Second, tagging. We play with tags here, and basically only tags. You will
find out that we have no comments, no heat, no specific voting, and no simple
tags you see from elsewhere. Because interactions here are tagging. Dongxi’s
tagging is combined with commenting, heat, voting and tagging. Just a few
words or simply a tap, you can share your ideas and point of view with other
people. You like something, tap it, tag it. You don’t like something, also tap
it, tag it. You agree with someone, tap it, tag it. You disagree with someone,
also just tap it, tag it. Plain and simple.

Finally, searching. 20 years ago, when search engine came out, there were a
few hundreds or thousands of people using Internet.

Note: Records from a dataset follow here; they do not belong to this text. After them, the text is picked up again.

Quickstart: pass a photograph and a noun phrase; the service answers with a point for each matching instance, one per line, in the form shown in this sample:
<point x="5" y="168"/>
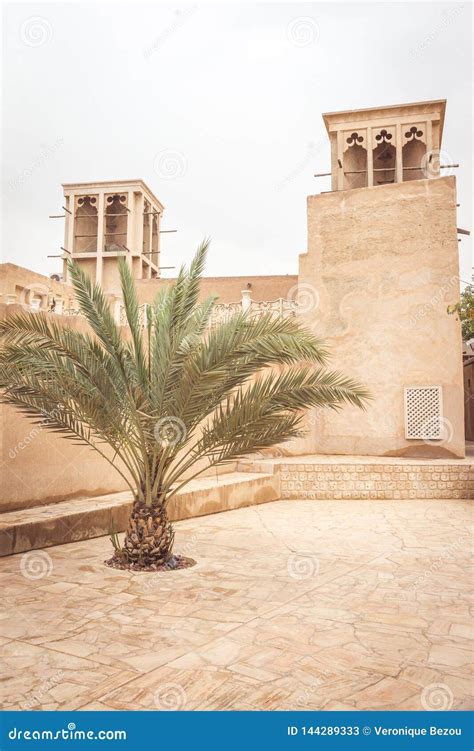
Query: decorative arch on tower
<point x="355" y="160"/>
<point x="86" y="223"/>
<point x="384" y="157"/>
<point x="413" y="151"/>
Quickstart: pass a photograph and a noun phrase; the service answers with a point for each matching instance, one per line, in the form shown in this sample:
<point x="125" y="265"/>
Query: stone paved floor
<point x="293" y="605"/>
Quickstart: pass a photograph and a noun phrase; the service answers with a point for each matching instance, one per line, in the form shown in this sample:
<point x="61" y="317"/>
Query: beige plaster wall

So people needed search
engine to index. Desktop operating system enabled people to generate
information, and search engine helps people to index the endless information.
Now, we need a product to tag everything with its own value. We need crawlers
to get information, we need more that people behind computers and phones to
share and tag those websites, links and things that are useful. We have
billions of people using Internet, they are sharing intelligence to provide
value to the connected world.

What does Dongxi want to do?

Dongxi hopes to tag everything on the Internet, helps people to find what
exactly what they want. Providing a value platform to people to use, to share,
to tag, to search, to acquire information, to exchange point of view.

Dongxi’s adventure begins here. Hope every one of you can join us and grow
with us, sharing the value behind Dongxi.